On November 3, 2025 the Township of Langley Council approved a resolution authorizing the Mayor or staff to execute the Friendship City Agreement with Gwangyang in the Republic of Korea (South Korea). The agreement itself is relatively brief and general. It commits the two municipalities to promote exchange and cooperation across broad areas including education, tourism, economy, culture and the arts, it remains in effect unless either party gives notice to terminate.
The most substantive argument raised by Councillor Richter was not about the concept of a friendship relationship. It was about whether the Township had done the basic preparation to approve it. Councillor Kim Richter opposed the motion, arguing that Council was being asked to sign off without a clear policy, oversight, or costing framework. This is not merely an approval of the concept of a friendship relationship. The resolution has some financial, resource, and staff time implications as it authorizes Township staff to take any and all necessary actions to give effect to the intent of the resolution and facilitate implementation of the agreement. That’s a very open-ended cheque to write. The resolution allows for the details of the relationship to be developed later through staff work, Council direction, and community programming.

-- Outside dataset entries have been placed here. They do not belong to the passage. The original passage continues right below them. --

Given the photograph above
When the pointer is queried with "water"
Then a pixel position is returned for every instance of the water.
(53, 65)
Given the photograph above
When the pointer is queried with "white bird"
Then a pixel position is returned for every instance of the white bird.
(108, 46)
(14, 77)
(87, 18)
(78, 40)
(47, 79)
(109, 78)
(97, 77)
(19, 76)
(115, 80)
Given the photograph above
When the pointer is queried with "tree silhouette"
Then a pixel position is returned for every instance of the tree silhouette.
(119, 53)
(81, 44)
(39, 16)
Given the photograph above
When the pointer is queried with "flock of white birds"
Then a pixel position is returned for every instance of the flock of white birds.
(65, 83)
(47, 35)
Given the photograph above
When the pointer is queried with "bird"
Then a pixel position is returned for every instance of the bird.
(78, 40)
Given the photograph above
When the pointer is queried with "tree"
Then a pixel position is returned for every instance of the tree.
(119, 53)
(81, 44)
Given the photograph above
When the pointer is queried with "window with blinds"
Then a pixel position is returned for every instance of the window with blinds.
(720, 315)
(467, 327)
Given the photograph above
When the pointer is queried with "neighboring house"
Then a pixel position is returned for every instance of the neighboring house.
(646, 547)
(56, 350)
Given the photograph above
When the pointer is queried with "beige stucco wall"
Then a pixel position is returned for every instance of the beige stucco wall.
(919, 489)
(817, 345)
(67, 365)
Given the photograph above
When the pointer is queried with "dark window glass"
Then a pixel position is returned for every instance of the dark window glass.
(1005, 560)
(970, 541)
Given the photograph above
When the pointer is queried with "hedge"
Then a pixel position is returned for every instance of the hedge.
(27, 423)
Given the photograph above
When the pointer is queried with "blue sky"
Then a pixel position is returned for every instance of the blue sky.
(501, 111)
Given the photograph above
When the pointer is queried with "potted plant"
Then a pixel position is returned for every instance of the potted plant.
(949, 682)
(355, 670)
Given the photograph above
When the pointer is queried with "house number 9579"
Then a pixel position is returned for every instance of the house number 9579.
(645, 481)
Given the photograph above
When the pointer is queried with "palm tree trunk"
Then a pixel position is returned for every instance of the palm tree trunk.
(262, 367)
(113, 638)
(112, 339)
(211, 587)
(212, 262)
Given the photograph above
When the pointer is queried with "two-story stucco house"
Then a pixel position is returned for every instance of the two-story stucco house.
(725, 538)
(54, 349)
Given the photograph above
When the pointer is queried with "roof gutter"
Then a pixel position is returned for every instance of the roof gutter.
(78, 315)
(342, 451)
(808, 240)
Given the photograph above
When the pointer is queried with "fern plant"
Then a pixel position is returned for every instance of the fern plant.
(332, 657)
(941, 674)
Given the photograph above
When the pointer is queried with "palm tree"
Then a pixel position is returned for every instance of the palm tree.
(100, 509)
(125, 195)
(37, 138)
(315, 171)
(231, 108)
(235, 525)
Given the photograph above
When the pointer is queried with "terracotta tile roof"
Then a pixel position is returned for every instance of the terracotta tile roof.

Richter’s critique was not against the concept of friendship. She acknowledged that partnerships can be valuable and that a relationship with a Korean city makes sense in Langley’s context. Her objection was to the lack of procedural clarity: Council was being asked to approve the agreement without the Township having done the basic administrative groundwork that normally makes such approvals accountable. Her questions were framed as straightforward governance questions:
Who drafted the agreement in front of Council?
Was there any external framework or oversight involved, such as the Federation of Canadian Municipalities or UBCM?
Does the Township have a policy or procedure that governs friendship or sister-city arrangements?
What are the expected costs or operational commitments, even at a high level?
The answers she received from Township staff indicated that the document was provided by the other party, there is no external oversight body involved, and that the Township currently has no policy in place for these agreements. Council was asked to approve a relationship document that is open-ended in scope. In the discussion, staff indicated that the Township does not currently have a formal policy defining how these agreements are initiated and vetted, what minimum costing or resourcing analysis should accompany them, or what oversight or reporting is expected after approval.
Councillor Richter concluded that approving the friendship agreement first and deciding the Township-side parameters later is backwards. In her words, Council was “putting the cart before the horse.” That’s why she voted against the motion. Mayor Woodward pushed back, saying Council was not going to “create a large process” for something that “maybe happens once,” and adding that when there is “a good thing happening,” critics “usually raise the process.”
From a governance perspective, municipalities do not only govern the controversial items. They also govern the pleasant ones. Policy is how you keep decision-making standards consistent. The Township now has a Friendship City Agreement approved, and Council has authorized staff to proceed.
Richter’s dissent raised process concerns, noting that Council was being asked to approve an open-ended agreement without, in her view, clear Township-side answers to questions about authorship, oversight, policy, and costs. Richter called it “putting the cart before the horse”. From a broader perspective, the Township’s ballooning debt underscores the stakes. Approving unknowns first is how “nice” decisions become expensive ones.